Accordingly, the weight given to a historically 'rough' or disrespectful  
workplace culture diminishes significantly, if not completely, in the face of  
these basic expectations.  
314.  
The Team Leads knew of the levels of gossip, disrespectful joking, name  
calling, nicknaming. Some of them were among those engaged in abusive  
70  
behaviour towards some OTOs, and in witnessing hurtful jokes that caused  
humiliation to some of the OTOs. However, I cannot find that Staff Sergeant  
Witness D knew of the offensive behaviour that has been described above. She  
knew of some inappropriate behaviour that fell short of what is expected in a  
respectful workplace.
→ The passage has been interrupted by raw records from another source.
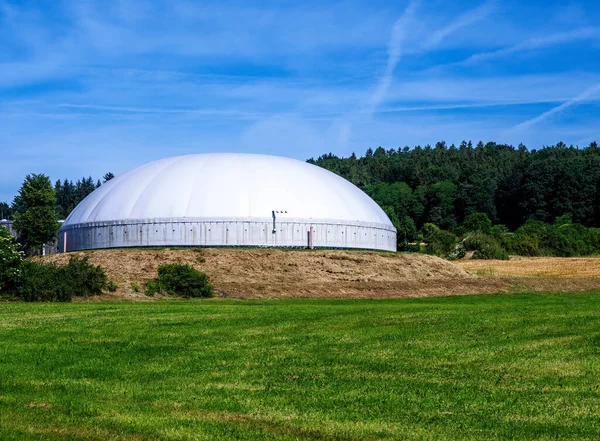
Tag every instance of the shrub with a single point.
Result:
(458, 252)
(44, 282)
(438, 242)
(182, 280)
(484, 247)
(10, 261)
(90, 279)
(478, 223)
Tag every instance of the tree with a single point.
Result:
(478, 223)
(36, 221)
(10, 261)
(5, 211)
That is why she issued emails reminding staff to comply with  
the WDHP. But she had no knowledge of the scale of the offensive behaviour that  
existed. When she held the separate meeting with the part-time OTOs to hear their  
grievances she learned of their concerns at being treated disrespectfully. But, even  
then, she did not know, in detail, the offensive behaviour of the full-time OTOs,  
including that of the Grievor.  
315.  
For condonation to apply, management must have had full knowledge of  
the extent of a practice, and then give either express or implied consent for the  
continuation of the practice. To condone misconduct, management must be “in  
possession of all the facts” (Nova Scotia, above, paragraph 51).  
316.  
Here, as in Dalhousie College, above, and other cases referred to by the  
Employer, complete knowledge was lacking.